Angular and Database Access : Proper Practices

Question

I get the general idea at this point, angular.js is client-side, so any attempts to do database communication is done via initiating get/post requests to a server-side script on the server (via node, php, asp.net, whatever you're using)...

Only thing I haven't been able to determine is what's the proper practice for this in both conventions/security : do you make specialized pages for many of your particular queries, or 1 to a few general purpose pages that run whatever passed in as parameters.

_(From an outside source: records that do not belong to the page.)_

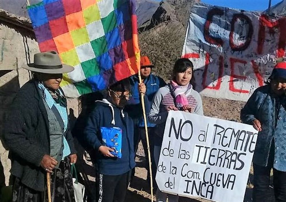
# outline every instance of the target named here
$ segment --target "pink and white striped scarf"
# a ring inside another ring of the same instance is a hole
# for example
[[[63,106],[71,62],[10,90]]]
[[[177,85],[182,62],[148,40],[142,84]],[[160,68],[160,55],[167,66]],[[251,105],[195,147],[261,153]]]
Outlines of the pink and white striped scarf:
[[[186,92],[192,88],[192,85],[189,83],[185,86],[180,86],[173,80],[170,82],[171,92],[175,98],[175,105],[179,110],[181,110],[183,106],[189,104]]]

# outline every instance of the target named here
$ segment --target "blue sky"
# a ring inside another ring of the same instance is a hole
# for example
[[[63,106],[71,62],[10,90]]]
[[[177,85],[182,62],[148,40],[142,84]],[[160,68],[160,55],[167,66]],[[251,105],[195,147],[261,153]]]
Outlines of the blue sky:
[[[264,11],[268,8],[269,0],[201,0],[204,3],[247,11]],[[271,6],[282,1],[272,0]]]

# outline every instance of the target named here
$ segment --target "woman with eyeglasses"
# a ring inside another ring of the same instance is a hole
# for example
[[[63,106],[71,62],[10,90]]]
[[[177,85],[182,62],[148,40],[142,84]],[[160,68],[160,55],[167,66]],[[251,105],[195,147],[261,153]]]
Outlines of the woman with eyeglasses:
[[[84,130],[82,142],[94,152],[99,201],[124,202],[130,171],[135,166],[133,124],[123,110],[130,89],[128,79],[110,86],[106,97],[96,102]],[[139,91],[145,93],[144,83]]]
[[[179,59],[176,61],[173,70],[173,78],[169,83],[160,88],[154,97],[151,109],[148,115],[150,122],[157,124],[155,129],[156,140],[154,143],[154,156],[158,166],[163,141],[165,124],[168,112],[173,110],[186,111],[203,115],[202,99],[194,90],[194,78],[193,64],[188,59]],[[178,196],[168,195],[158,189],[156,193],[158,202],[177,201]]]

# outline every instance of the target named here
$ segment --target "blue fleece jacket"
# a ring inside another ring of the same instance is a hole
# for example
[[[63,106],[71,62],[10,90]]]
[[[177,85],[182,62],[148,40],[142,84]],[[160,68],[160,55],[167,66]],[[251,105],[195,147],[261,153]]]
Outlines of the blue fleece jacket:
[[[142,115],[141,98],[138,92],[139,79],[138,75],[134,75],[131,77],[130,81],[132,96],[128,101],[128,104],[126,106],[125,109],[132,118],[134,124],[139,127],[144,127],[145,125]],[[144,83],[146,87],[146,93],[144,96],[145,110],[146,114],[148,114],[151,108],[154,96],[159,88],[164,86],[166,84],[162,79],[154,75],[152,73],[144,80]],[[147,119],[148,127],[154,127],[156,125],[156,124],[150,123]]]
[[[112,104],[106,99],[97,101],[96,103],[88,118],[82,140],[95,150],[95,160],[99,173],[110,175],[123,174],[135,165],[132,120],[122,109]],[[122,130],[121,158],[106,157],[98,151],[99,147],[104,145],[100,128],[114,127]]]

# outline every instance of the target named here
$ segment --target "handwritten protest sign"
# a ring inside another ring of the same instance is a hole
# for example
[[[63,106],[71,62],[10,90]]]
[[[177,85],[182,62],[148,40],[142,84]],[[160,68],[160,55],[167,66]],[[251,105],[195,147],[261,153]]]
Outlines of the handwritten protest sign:
[[[242,202],[257,131],[251,125],[169,113],[156,181],[161,191]]]
[[[202,95],[246,101],[285,55],[286,18],[196,4],[182,57],[193,62]]]

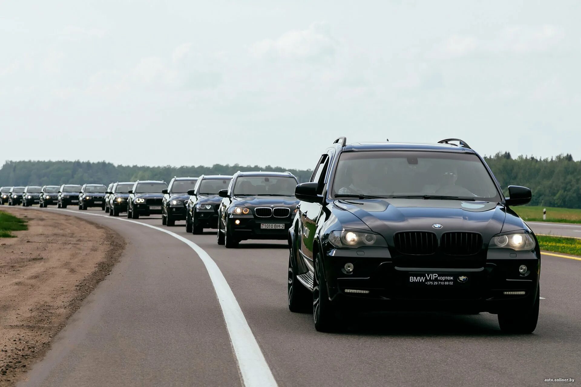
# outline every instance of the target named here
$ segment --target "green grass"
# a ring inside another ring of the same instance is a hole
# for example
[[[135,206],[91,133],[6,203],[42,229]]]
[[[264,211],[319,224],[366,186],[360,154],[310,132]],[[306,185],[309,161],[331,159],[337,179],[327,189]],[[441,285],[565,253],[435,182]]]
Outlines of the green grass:
[[[537,235],[541,250],[581,256],[581,239]]]
[[[557,208],[540,205],[519,206],[511,208],[525,220],[543,222],[543,209],[546,208],[546,222],[581,223],[581,209],[578,208]]]
[[[0,238],[12,238],[11,231],[28,230],[26,220],[4,211],[0,211]]]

That latter option seems like a security nightmare but at the same time making a page for each table's select,insert,update, etc also seems nonviable.

To be clear and try and focus this back to a single question, it feels like I'm missing a concept here. How do you structure the database calls for an angular.js application?

Answer 1

From a security standpoint it isn't very different than a traditional web app. Your web server sends and receives json (most likely) instead of html. This means using something like rails-api instead of full rails. It's best to think of your Angular app as completely disconnected from your web server like an Android or iOS app is.

You might use token based authentication instead of cookies (nothing would preclude you from using token based auth in a traditional web app but I wouldn't say it's commonplace in traditional web apps). Other than that any concepts that apply to securing a traditional web application apply to securing an API.

Answer 2

What database do you use? Structure depends on the app you're building and if DB is relational or not. It's a strategic question, for example it may be better to have nested documents, or not.